WASHINGTON -- The chairman of a Roman Catholic bishops' committee that has been struggling for nine years to write a pastoral letter on women's concerns said yesterday he did not see enough votes to adopt the final draft -- even if it were further amended.
Criticism of the 100-page document, especially from Catholic women's groups, has focused on its firm rejection of the possibility that there could ever be female priests in the Catholic Church.
The letter is the most controversial issue before the nearly 300 members of the National Conference of Catholic Bishops at their annual meeting here.
Bishop Joseph L. Imesch of Joliet, Ill., chairman of the drafting committee, held out little hope for passage of the fourth version of the letter, which comes up for a vote today, and said the effort to reach a compromise proved divisive.
"We have managed to alienate at one time or another every identifiable male and female group along the way," he said.
Other controversies also surfaced yesterday. About a dozen victims of sexual abuse by Catholic priests demonstrated in front of the Omni Shoreham Hotel as the four-day meeting of the bishops began.

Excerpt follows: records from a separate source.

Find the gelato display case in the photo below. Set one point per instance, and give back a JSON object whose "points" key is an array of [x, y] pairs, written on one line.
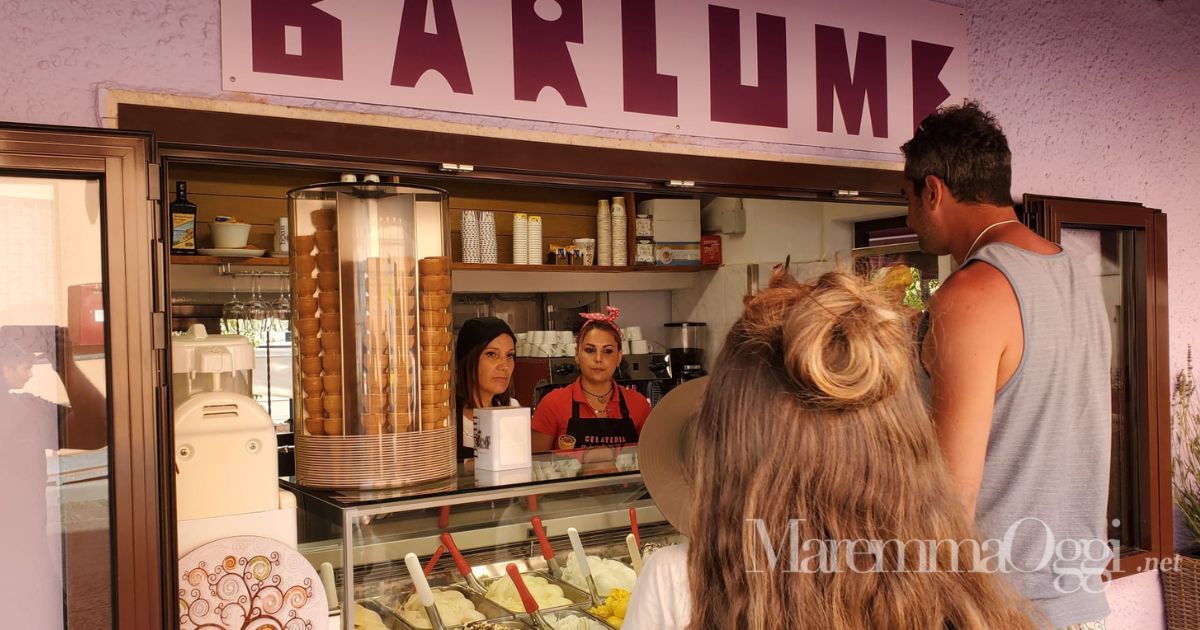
{"points": [[371, 334], [469, 528]]}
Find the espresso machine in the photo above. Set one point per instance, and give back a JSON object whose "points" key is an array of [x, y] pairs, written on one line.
{"points": [[685, 349]]}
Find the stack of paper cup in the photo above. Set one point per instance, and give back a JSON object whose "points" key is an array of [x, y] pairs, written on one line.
{"points": [[487, 237], [619, 237], [604, 234], [471, 252], [521, 239], [534, 251]]}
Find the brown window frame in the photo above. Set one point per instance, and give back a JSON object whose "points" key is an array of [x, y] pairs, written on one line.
{"points": [[142, 508], [1152, 438]]}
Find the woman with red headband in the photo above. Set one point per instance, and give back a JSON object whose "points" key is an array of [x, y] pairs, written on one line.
{"points": [[593, 411]]}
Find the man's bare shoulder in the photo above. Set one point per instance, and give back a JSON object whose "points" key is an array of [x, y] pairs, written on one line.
{"points": [[978, 289]]}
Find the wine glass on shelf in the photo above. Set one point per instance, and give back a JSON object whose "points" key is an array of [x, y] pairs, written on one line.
{"points": [[282, 307], [258, 311], [233, 313]]}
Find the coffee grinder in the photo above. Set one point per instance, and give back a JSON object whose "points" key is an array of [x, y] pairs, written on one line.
{"points": [[685, 349]]}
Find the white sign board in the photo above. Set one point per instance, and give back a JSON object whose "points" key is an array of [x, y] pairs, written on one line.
{"points": [[850, 75]]}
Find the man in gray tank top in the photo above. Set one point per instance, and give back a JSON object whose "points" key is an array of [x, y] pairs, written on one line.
{"points": [[1018, 353]]}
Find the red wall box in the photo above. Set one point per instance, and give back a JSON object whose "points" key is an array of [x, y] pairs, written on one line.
{"points": [[85, 307], [711, 250]]}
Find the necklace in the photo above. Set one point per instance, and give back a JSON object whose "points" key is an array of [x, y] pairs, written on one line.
{"points": [[984, 231], [599, 397]]}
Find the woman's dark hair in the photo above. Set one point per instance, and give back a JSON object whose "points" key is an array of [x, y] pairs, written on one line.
{"points": [[965, 148], [601, 324], [468, 382]]}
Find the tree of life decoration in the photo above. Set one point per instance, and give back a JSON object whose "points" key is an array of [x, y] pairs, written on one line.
{"points": [[251, 588]]}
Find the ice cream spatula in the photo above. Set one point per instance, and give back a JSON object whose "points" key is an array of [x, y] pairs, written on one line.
{"points": [[547, 550], [635, 555], [585, 568], [433, 561], [461, 563], [527, 598], [423, 591], [633, 526]]}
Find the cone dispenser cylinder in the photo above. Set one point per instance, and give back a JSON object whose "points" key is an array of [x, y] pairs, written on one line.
{"points": [[371, 336]]}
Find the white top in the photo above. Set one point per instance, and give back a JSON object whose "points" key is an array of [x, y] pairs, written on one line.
{"points": [[468, 426], [663, 597]]}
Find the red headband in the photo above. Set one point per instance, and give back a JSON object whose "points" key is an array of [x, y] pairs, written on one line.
{"points": [[607, 318]]}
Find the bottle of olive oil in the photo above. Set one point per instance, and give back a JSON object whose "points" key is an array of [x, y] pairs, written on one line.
{"points": [[183, 221]]}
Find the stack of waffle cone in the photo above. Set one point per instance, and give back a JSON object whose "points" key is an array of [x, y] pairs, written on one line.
{"points": [[433, 304]]}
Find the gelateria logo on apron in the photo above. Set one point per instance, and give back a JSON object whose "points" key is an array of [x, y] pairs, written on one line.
{"points": [[850, 75]]}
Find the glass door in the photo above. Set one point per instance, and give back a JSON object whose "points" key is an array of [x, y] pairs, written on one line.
{"points": [[79, 411]]}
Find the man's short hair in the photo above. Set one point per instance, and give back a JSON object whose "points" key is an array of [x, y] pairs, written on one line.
{"points": [[964, 147]]}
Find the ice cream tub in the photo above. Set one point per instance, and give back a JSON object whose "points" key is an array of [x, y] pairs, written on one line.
{"points": [[551, 593], [575, 619], [406, 610]]}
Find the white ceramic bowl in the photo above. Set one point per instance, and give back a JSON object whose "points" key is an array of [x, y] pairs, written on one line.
{"points": [[231, 235]]}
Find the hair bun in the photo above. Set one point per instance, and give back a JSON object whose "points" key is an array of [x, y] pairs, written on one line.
{"points": [[845, 343]]}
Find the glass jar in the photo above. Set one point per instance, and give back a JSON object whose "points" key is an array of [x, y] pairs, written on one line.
{"points": [[371, 335]]}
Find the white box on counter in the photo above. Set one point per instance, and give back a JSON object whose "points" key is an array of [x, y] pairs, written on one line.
{"points": [[503, 438], [673, 220], [677, 253]]}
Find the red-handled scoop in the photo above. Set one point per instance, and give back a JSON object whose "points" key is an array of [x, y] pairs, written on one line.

Holding signs that said "Priests are not above the law," "Help us heal" and "For starters, just listen," the group conducted a sidewalk press conference, detailing numerous allegations of child abuse in many dioceses and requesting a meeting with the bishops.
A closed-door session with three representatives of the bishops was quickly arranged. The victims met for about an hour with Cardinal Roger Mahony of Los Angeles, Bishop Harry J. Flynn of Lafayette, La., and Auxiliary Bishop Alexander James Quinn of Cleveland.
Afterward, Cardinal Mahony said the meeting "was one of the most moving experiences of my career." The cardinal said he would favor a national study by the bishops' conference of the problem of pedophile priests.
David Clohessy, 36, who described himself as one of two altar boys abused by a priest in Jefferson City, Mo., in the early 1970s, said the bishops' representatives looked favorably on a proposal of a national day of prayer for such victims.
Dennis A. Gaboury, 41, of Baltimore, organized the demonstration by three national groups of priests' victims and their families -- whose membership now totals nearly 4,000. Mr. Gaboury is one of about 100 people who have charged that they were abused as children by a former Massachusetts priest, James R. Porter, who is under indictment.
"I have a brother who is a Catholic priest, and he is a wonderful man," Mr. Gaboury said yesterday. "This is not an anti-clerical movement. We are not anti-church."
But many Catholic dioceses still have no effective policies to deal with sex abuse by priests, he said, adding, "There are cases right now of priests being transferred to other parishes just like Father Porter was."
In a joint appeal to the bishops, the three organizations of victims said, "You need to hear what happens to Catholic families who turn to their church for solace and justice and are met by legal obstructionism."
While the much-debated and reworked pastoral letter on women appeared headed for rejection, several of the bishops said they hoped it would be referred to a permanent committee on women in the church and society as a step toward further study and dialogue.
Bishop Matthew H. Clark of Rochester, N.Y., chairman of this standing committee, said many good elements in the 100-page document could be salvaged that way.
He and other bishops pointed to the approval of a statement on domestic violence against women as an example of what can be accomplished apart from formal adoption of a lengthy pastoral letter.
The domestic violence statement, references to which drew strong applause at yesterday's meeting, calls on Catholic priests to "make your parish a safe place where abused women, and men who batter, can come for help." It urges parish priests to "learn as much as you can about domestic violence" and to "be alert for the signs of abuse among parish women."
Today, it is expected that Archbishop William H. Keeler of Baltimore, currently vice president of the National Conference of Catholic Bishops, will be elected president for a three-year term. He is on record as supporting the proposed pastoral letter. But Baltimore Auxiliary Bishop P. Francis Murphy, who has taken a public stand in favor of ordaining women, opposes passage of the letter.
While none of the four drafts gave real encouragement to the many U.S. Catholics who favor women's ordination, the version up for a vote today contains the strongest language barring such an eventuality.
The wording was influenced by the Vatican. While Pope John Paul II has repeatedly said that the Roman Catholic tradition of an all-male clergy will stand, it is not a popular prohibition among many of the Catholic laity.
Last June, a Gallup Poll of U.S. Catholics found that 67 percent of those surveyed supported the ordination of women. Nearly 60 percent favored women bishops and 80 percent were in favor of women being ordained as Catholic deacons -- seen as a step toward the priesthood.